A FORMER "HIS EXCELLENCY THE GOVERNOR" OF HONG KONG

The horse is included in no grouping in Hong Kong, where coolie takes its place as bearer of burdens and hauler of vehicles. The sights of the place are so strange and interesting that a traveler is sometimes there for days before the fact dawns upon his vision that it is a city innocent of horse-flesh. True, there are the runners and polo ponies at Happy Valley race-course. Wherever the Briton plants his abiding-place, there the horse and dog are brought—but in Hong Kong the former requires a deal of attention, for it is only used in making a Briton's holiday. The race-course is set in an intervale, and has cemeteries overlooking

grand-stand and entrances. A transplanted sportsman whose every effort to name a winning steed at a Happy Valley meeting has failed signally, finds superabundance of food for introspection as he runs the gauntlet of cemetery portals on the way back to the city, and very likely indulges in mental speculation as to the purpose in giving the name of Happy Valley to a race-track whose betting ring is overshadowed by burial grounds.

The "chit" as a moral pitfall is more potent in Hong Kong than in India or other Eastern lands possessing a sprinkling of Europeans. A newcomer's ears hear little but "chit." Every sentence uttered by friends, every proposal of obsequious native merchant, is freighted with the little word. You decide at last to cast off your ignorance and be of the elect—to know what chit means and if possible become a chitter. Very disappointed are you when told that chit is simply Asian for memorandum, in popular phrase, an "I. O. U.," hurriedly penciled and given in lieu of cash.

Its purpose? Merely to pander to the European's convenience; to differentiate the white man from brown or yellow, by placing him on the unassailable pedestal of a person of honor.

"This chit idea is great," says the newcomer. "I don't load my pockets down with money any more. When I buy a cigar or drink I give a chit, and that's all there is to it. These Eastern people are away ahead of us in more ways than one." And he hourly signs innocent memoranda, because of the convenience. At hotel and club a chit brings what he wants, it sends a basket of flowers to a charming woman, produces suits of clothing that he doesn't need, even pays 'rickshaw and chair coolies.
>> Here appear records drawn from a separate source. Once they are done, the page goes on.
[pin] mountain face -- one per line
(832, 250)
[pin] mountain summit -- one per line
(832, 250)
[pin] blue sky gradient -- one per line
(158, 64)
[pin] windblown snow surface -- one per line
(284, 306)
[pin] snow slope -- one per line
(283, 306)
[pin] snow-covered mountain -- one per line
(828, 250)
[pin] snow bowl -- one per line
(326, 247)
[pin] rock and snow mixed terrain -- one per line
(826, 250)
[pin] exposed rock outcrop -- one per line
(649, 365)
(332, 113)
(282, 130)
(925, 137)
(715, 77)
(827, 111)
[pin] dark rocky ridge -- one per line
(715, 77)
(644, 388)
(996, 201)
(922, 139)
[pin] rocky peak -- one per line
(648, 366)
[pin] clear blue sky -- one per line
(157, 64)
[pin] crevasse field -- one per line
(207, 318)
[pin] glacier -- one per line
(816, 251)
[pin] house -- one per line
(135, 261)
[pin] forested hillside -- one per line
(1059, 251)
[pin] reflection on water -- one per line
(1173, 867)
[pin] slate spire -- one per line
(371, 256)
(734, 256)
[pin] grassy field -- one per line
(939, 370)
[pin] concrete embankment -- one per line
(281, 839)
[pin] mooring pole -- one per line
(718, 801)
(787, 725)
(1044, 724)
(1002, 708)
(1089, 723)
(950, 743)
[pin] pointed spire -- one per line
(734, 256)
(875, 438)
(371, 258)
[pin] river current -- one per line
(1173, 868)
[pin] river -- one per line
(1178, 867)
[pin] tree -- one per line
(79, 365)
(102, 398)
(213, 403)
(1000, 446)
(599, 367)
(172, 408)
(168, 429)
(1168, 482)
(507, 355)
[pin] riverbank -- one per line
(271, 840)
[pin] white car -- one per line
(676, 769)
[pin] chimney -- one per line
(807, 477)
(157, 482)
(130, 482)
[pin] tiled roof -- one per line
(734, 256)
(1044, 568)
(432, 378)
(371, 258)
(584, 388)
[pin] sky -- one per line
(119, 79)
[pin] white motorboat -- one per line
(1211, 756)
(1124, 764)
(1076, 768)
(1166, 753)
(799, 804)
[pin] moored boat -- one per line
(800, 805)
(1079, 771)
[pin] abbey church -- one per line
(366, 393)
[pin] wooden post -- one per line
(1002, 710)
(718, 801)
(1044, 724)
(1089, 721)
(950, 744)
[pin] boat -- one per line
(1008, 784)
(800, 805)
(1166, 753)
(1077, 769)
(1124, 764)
But alas; pay-day comes at the end of the month! And scheme as he may, the newcomer cannot solve the fiscal problem of making a hundred dollars settle three hundred dollars of debts. He then comprehends that the insidious chit is loaded; is pregnant with the disgrace germ, if he cannot raise the wherewithal to redeem the sheafs of them reposing in a dozen tills—so many notes going to protest with every tick of the clock. "I'll write home for funds," he decides; "but how am I to live while awaiting the remittance?" By giving more chits, only. He does this with a bold front for another month or so, and is doubly insolvent when the remittance finally comes to hand. Then he gives still more chits, and awaits another money supply.

Hong Kong is filled with unfortunate "remittance men," good fellows at heart, whose downfall dates from their introduction to the chit. A visitor can read no announcement more pathetic than that conspicuously displayed in the waiting-rooms of the Kowloon ferry, saying "Positively no chits received"—and this ruthless pronouncement in connection with a trip costing but the equivalent of three American cents!

There is commendable practicability in the method employed by large hotels in the East for placing patrons in a position to connect with dishes on the bill of fare appealing to their appetites. In Hong Kong hotels, where young Chinamen knowing practically no English are employed as waiters, and where elaborate lists of dishes are the order, the plan is indispensable. It is this: Every dish is indicated on the margin of the card by a number, and instead of saying to the waiter, "Bring me some roast beef, mashed potatoes and a cup of tea," you give the numbers of these several articles, or point to them,—and they are fetched. It is easy enough to get a second helping, but if you desire your meat rare, or well done, or your eggs fried on both sides, then you have good cause for cursing the confounding of tongues at the Tower of Babel. A Hong Kong hotel is not a place for a person predisposed to irritability.

For keen realization of the Far East, Hong Kong, with its streets of Chinese shops, and water front massed with sampans, affords a full and most satisfying opportunity.